Der größte allein-wandernde Angsthase der Allgäuer Alpen

Auf dem rutschigen Sulzschnee war das Laufen anstrengend, aber so hat man schon mehr Zeit, die Landschaft zu begutachten. Beim Gipfelanstieg eröffnete sich ein Schneehang mit über 50° Neigung – wenn der erstmal geschafft wäre, würde es die letzten Höhenmeter auf einem Grashang bis zum Gipfel gehen. 50° Neigung bei Lawinenwarnstufe 3 (von 5). Endstation? Ich wägte lange ab – rein rational war die Neigung zu gefährlich. Ich hätte am unteren Ende entlang gehen können und im flacheren Teil auf der anderen Seite aufsteigen – aber die Worte meines Vaters noch im Ohr „Pass auf die Lawinen auf – schau auch drauf, dass du nicht in Auslaufbereichen entlangläufst“, entschied ich mich für die schnellere Variante. Ich hoffte, dass nahe der Abbruchkante die Schneedecke geringer sein würde und die paar wenigen Bäume und Grasflächen der Decke zusätzlich Halt geben würden.

     

Einen kurzen Moment bereute ich es, den Lawinenlagebericht gelesen zu haben. Es wäre deutlich angenehmer diesen Hang zu begehen, wenn man nicht um die Gefahr wüsste. Und häufig passiert ja auch nichts, aber wenn doch… Ich stieg so schnell wie möglich empor. Ein paar mal sank ich bis zu den Knien ein, erreichte nach ein paar Minuten aber erleichtert den kleinen Grat. Er war schon weitgehend frei von Schnee und so konnte ich die letzten paar Höhenmeter zum Gipfel in Angriff nehmen. Wie gesagt. Ich bin wohl der größte allein-wandernde Angsthase der Allgäuer Alpen.

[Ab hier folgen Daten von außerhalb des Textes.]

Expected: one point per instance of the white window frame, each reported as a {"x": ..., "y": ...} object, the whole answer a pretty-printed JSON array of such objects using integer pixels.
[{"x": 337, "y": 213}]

Trekkingnahrung von Travellunch

Der Gipfel war weitgehend schneefrei. Das kleine Rinnsal, das aus dem letzten Schneefeld kam, war so klein, dass es aufwändig war, daraus Wasser zu schöpfen. Also wurde der Tee eben mit geschmolzenem Schnee gemacht, schmeckt nicht so gut, ist aber auch nicht gefährlicher. Das Highlight, auf das ich mich die ganze Woche schon gefreut hatte, war sicherlich die Trekkingnahrung von Travellunch. Die Bergfreunde hatten mir erfreulicherweise ein kleines Testpaket zusammengestellt, von dem ich mich über das Wochenende ernähren wollte. Den dehydrierten „Tee mit Zitrone“ hatten wir bereits morgens im Büro getestet und ernüchtert festgestellt, dass es nichts anderes war, als das Teepulver, das man in jedem Supermarkt kaufen kann – ebenso süß, nur etwas schwerer. Dafür dann aber 3,95€ zu verlangen, ist gelinde gesagt etwas frech, aber es scheint Menschen zu geben, die so etwas kaufen. Zum Abendessen sollte es jedenfalls der „Kartoffeltopf mit Rindfleisch“ werden (4,95€). Wer meinen Bericht vom Furgler aufmerksam gelesen hat, dürfte bemerkt haben, wie sehr ich Kartoffelpüree mag: Ich kann es schlicht nicht mehr sehen. Mein Gehirn ist aber ein faszinierend verwirrtes Stück, also hat es KartoffelTOPF nicht mit PÜREE gleichgesetzt. Beim Öffnen der Tüte wurde es mir dann aber schlagartig bewusst, auf was ich mich da den ganzen Tag gefreut hatte. Oh no…

Das waren also denkbar schlechte Voraussetzungen für den armen Kartoffeltopf, aber da es ja ohne Risiko bekanntlich keinen Spaß gibt, schüttete ich das kochenende Schmelzwasser drüber und schloss die Tüte für 10 Minuten. Und jetzt Augen zu und durch! Zugegebenermaßen sah es nicht sonderlich eklig aus, es war ziemlich bunt und sah nahezu gesund aus. Und – Überraschung! – es schmeckte richtig gut! Es war eine echte Mahlzeit, war von der Menge her genau richtig und schmeckte tatsächlich wie zu Hause. Für längere Touren ohne Entsorgungsmöglichkeit auf dem Weg könnte dieser ganze Alu-Müll allerdings mit der Zeit nervig werden.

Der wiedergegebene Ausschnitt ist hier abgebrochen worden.